Reputation: 75
I have a pd Dataframe that has a lot of planes in the XY plane. The dataframe consists of the points' x and y coordinates. I want to check every point's distance to all other points using the pythagorean theorem and count number of points within a certain distance of that point.
def distance(x1, y1, x2, y2):
return math.sqrt((x1 - x2)**2 + (y1 - y2)**2)
df = pd.DataFrame({'X':[random.randint(1,100) for i in range(100)], 'Y':[random.randint(1,100) for i in range(100)]})
I realise that I can loop over the dataframe but that is not best practice and it takes too long. Is there a way I can optimize this process.
Ultimately I'd want another column in the dataframe that stores the number of points in the dataframe that are within a certain distance of each point.
EDIT: Another thing I am trying to do is look for arbitrary points (or zones) in the XY plane with the most number of points within a given radius. What I basically mean is I want to also look at positions in the plane that are not necessarily points in the dataframe but are still within the limits of the plane.
Upvotes: 0
Views: 54
Reputation: 3593
If you want your code to run fast using pandas and numpy you should try to get used to writing functions that look like they only work with numbers but you can actually input numpy arrays/pandas series. E.g. if you want to find all points in your df being distance r
or less from the point cx, cy
you could do that like so
def close_to_my_point(x,y):
return (x-cx)**2+(y-cy)**2 <= r**2
close_to_my_point(df["X"],df["Y"])
This gives you a series of booleans indicating if your point at that position in the dataframe now is close to cx, cy
or not. Notice now that when summing over True, False values True behaves like 1 and False like 0. So sum(close_to_my_point(df["X"],df["Y"]))
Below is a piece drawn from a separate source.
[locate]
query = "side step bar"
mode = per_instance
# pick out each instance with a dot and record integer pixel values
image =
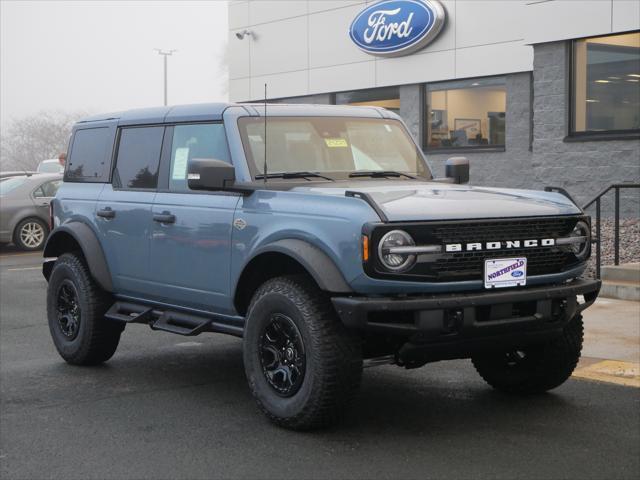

does what you want for one point.
For functions that can't be applied to series by default there is np.vectorize to change that. Putting all that together you get something that can calculate the amount of points in some distance quite quickly:
def disk_equation(cx,cy,r):
return lambda x,y: (x-cx)**2+(y-cy)**2<= r**2
points_in_distance = lambda x,y: sum(disk_equation(x,y,20)(df["X"],df["Y"]))
df["points_closer_than_20"] = np.vectorize(points_in_distance)(df["X"],df["Y"])
Upvotes: 1
Reputation: 4347
There is a whole lot of tools for pairwise distance calculations included in SciPy
: enter link description here
The simplest one to use would be a distance_matrix
that calculates pairwise distances and returns those as a matrix. First you need to convert your dataframe into a properly formatted numpy array:
import random
from scipy.spatial import distance_matrix
import pandas as pd
import numpy as np
df = pd.DataFrame({'X':[random.randint(1,100) for i in range(100)], 'Y': random.randint(1,100) for i in range(100)]})
foo = np.array([(x,y) for x, y in zip(df.X, df.Y)])
baz = distance_matrix(foo, foo)
Here we're using foo
twice since we want all pairwise distances to all points in the array.
Upvotes: 1